Fig. 36: Comparison of the data acquisition form sheet and station measurement record

Because the user cannot check the screen when he enters the data, the field with an incorrect value is highlighted in colour and the value is replaced with an agreed string (Fig. 37).

Fig. 37: Data acquisition form sheet with incorrect values

If the incorrect value remains in the data acquisition form sheet without being corrected, the user will be informed in the first control level by a different colour of the field. In some countries, the data are acquired twice and the system checks whether they are different. In CLIDATA this is possible, but ČHMÚ does not use this feature.

4.4.2. Data control

The first level control takes place during the acquisition of import of the data. If the value to be stored does not comply with the limits, it will not be stored and the system will set a quality flag (see Chapter 5.2.1) that indicates this problem. After the data are acquired or imported, the system will check the control form sheet. It is same as the data acquisition form sheet, but it is not necessary to use the identical form sheets for the acquisition and control. Once the control combination (Station Indicative, Year and Month) are entered, the data will be downloaded into the form sheet and checked for compliance with the defined control equations (Fig. 38).

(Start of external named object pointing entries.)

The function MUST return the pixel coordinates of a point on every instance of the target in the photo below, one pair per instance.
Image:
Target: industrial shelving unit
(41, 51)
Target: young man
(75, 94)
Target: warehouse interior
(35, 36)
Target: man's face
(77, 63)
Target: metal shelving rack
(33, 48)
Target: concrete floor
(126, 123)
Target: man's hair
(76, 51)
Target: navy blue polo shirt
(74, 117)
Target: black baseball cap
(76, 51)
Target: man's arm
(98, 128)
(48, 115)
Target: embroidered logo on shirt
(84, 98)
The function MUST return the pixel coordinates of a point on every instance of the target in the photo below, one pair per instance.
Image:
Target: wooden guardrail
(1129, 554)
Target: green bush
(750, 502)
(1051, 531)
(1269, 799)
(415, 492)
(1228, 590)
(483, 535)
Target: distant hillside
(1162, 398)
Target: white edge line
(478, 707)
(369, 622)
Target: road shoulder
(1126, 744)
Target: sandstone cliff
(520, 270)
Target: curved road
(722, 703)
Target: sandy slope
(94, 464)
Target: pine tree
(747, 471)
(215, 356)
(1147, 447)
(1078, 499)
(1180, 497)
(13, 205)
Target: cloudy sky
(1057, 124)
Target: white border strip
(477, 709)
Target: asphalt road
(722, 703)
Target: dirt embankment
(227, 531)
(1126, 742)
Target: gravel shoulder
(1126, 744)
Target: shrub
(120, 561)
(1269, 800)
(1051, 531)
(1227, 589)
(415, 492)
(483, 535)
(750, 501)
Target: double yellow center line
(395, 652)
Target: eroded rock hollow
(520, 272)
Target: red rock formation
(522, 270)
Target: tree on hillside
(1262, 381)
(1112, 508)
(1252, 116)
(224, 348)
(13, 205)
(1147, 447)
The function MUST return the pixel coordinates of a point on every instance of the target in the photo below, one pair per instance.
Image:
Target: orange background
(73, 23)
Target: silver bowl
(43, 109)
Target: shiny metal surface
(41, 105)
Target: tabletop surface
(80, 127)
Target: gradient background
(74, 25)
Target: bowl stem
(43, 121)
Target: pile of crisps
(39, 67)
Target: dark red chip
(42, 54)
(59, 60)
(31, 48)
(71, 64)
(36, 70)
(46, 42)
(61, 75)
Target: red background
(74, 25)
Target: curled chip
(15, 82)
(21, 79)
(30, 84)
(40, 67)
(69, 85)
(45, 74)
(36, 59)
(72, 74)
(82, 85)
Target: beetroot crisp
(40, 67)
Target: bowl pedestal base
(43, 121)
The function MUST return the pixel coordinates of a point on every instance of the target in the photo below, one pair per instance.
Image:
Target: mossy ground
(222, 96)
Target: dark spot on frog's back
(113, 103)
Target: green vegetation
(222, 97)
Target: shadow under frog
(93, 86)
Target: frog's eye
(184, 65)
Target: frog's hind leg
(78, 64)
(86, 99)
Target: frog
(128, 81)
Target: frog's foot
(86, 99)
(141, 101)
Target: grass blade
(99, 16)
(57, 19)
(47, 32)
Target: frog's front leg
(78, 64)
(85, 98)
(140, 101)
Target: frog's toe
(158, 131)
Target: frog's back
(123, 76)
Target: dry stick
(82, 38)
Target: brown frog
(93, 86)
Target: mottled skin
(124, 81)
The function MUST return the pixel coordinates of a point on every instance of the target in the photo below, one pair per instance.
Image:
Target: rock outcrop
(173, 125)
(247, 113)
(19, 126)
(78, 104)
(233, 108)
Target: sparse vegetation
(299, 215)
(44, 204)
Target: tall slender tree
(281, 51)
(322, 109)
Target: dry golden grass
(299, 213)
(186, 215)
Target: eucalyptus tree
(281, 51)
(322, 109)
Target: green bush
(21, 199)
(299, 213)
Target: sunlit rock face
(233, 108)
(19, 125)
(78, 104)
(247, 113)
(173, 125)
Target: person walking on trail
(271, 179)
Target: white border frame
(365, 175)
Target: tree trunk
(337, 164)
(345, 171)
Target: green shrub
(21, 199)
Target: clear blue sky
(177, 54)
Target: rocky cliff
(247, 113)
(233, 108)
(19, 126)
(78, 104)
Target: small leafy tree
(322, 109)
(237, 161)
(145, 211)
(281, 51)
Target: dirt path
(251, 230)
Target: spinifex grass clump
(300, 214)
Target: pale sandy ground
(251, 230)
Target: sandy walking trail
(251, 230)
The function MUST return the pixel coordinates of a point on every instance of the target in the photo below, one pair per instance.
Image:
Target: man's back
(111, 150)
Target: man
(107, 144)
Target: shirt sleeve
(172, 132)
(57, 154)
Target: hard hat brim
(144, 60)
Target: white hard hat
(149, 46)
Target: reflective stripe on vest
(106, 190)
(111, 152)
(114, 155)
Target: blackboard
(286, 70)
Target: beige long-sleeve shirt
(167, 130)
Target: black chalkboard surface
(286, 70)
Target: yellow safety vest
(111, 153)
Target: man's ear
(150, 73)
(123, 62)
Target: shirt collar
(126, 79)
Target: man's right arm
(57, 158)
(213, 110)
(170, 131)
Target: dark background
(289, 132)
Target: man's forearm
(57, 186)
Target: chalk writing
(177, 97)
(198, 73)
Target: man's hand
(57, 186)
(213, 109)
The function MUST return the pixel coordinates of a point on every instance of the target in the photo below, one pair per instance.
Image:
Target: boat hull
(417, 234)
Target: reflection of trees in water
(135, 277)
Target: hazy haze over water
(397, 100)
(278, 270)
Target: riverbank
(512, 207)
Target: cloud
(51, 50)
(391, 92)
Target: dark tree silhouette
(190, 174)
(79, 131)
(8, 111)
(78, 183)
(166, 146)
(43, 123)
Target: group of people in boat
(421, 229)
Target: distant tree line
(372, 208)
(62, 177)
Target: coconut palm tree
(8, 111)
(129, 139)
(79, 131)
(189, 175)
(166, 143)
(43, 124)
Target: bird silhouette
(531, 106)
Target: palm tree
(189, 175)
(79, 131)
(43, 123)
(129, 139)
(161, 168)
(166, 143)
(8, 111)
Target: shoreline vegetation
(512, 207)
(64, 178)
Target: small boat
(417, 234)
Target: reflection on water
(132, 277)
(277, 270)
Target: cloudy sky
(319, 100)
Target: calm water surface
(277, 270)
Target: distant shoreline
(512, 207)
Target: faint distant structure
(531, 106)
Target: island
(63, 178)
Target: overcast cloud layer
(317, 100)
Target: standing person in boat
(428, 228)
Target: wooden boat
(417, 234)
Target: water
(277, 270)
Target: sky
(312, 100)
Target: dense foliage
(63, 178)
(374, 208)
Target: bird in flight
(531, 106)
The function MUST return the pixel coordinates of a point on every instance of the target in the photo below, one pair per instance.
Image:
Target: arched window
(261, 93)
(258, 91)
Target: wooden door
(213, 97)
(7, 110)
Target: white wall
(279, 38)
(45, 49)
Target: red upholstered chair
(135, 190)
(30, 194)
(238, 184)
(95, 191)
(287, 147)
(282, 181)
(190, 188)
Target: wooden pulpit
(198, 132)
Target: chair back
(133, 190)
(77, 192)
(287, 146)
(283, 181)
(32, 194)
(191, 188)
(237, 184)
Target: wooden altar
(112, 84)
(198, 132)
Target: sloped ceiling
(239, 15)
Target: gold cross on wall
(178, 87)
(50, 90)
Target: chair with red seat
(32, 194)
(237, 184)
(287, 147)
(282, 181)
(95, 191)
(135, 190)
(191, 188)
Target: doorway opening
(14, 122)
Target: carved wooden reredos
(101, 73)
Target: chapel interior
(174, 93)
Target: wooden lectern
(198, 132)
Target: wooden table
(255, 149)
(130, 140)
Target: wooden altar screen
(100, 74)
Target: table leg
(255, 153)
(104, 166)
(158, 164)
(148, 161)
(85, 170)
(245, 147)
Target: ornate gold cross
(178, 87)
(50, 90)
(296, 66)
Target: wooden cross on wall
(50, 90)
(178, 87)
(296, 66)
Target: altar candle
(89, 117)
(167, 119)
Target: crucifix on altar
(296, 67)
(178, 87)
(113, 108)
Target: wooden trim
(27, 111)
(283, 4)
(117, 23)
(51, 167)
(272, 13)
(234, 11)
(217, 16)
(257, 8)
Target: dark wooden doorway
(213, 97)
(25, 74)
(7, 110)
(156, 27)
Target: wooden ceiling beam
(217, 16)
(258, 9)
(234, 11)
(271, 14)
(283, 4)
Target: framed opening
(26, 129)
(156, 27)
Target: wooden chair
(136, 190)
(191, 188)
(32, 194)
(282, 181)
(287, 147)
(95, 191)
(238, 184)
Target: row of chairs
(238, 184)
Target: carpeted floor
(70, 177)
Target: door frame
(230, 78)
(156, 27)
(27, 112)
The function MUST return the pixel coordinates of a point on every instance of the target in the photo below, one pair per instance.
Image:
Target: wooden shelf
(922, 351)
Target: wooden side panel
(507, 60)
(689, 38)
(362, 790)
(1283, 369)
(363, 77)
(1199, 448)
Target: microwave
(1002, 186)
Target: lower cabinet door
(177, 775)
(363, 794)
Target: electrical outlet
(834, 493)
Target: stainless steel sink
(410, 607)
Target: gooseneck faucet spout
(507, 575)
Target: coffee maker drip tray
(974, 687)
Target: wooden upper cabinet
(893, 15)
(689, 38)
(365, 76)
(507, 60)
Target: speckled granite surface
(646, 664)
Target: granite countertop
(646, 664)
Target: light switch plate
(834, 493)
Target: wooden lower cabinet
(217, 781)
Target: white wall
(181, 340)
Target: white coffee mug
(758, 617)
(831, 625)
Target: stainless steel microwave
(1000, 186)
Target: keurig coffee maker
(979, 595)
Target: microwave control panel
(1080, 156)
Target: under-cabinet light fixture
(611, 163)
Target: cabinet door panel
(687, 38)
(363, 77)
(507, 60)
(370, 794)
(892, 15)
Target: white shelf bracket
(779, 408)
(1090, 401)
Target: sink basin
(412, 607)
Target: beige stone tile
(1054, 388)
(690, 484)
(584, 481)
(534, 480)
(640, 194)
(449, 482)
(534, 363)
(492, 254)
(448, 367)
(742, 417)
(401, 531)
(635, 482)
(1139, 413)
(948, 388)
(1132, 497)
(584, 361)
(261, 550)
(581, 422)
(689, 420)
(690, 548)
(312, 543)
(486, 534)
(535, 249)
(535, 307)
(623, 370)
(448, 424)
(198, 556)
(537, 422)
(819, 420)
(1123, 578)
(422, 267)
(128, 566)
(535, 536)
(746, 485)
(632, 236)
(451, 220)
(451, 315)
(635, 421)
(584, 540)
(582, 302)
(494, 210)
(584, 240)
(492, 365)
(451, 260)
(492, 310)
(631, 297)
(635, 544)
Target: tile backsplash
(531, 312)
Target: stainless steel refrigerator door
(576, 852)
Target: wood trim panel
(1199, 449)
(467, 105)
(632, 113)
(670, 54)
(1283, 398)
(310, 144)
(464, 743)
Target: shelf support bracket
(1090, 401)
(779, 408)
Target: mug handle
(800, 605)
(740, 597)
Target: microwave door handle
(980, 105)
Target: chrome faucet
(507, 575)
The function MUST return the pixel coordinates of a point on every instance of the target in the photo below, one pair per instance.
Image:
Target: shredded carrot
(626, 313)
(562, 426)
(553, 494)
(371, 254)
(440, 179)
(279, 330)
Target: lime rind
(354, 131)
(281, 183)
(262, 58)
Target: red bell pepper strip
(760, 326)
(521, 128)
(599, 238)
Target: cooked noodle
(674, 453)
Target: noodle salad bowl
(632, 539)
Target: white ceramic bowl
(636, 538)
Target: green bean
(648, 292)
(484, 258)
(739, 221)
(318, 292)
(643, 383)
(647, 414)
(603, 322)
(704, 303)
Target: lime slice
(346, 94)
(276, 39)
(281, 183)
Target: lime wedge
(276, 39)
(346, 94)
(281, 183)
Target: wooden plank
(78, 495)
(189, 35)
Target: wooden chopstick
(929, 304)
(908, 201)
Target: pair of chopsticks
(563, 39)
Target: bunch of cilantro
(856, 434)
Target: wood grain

Fig. 38: Control equation for data control Fig. 39: Indication of faulty values in the control form sheet

Only equations will be selected that include elements defined in the control form sheet. If the value, or values, in the control form sheet does not comply with the equation, it is highlighted in green (Fig. 39). The user has to decide what steps will be taken in respect of the faulty condition. In the form sheet, there are several buttons: S (a correct value), O (an estimated value), V (a calculated value) and N (an empty value). Once the function is selected, the values can be changed. If the value is O or V, the value is assigned a quality flag. The user should make decision about all values that the application highlighted. Each highlighted value will be given an R control code. It is possible now to find out anytime whether all values in the database have been corrected. To facilitate the work, the user can display each equation with a non-conforming value (Fig. 40).

Fig. 40: Control equation for the value

If a user changes the value, the system will store information about the change into a special table. In the control form sheet it is possible to view a history of all changes for the value (Fig. 41).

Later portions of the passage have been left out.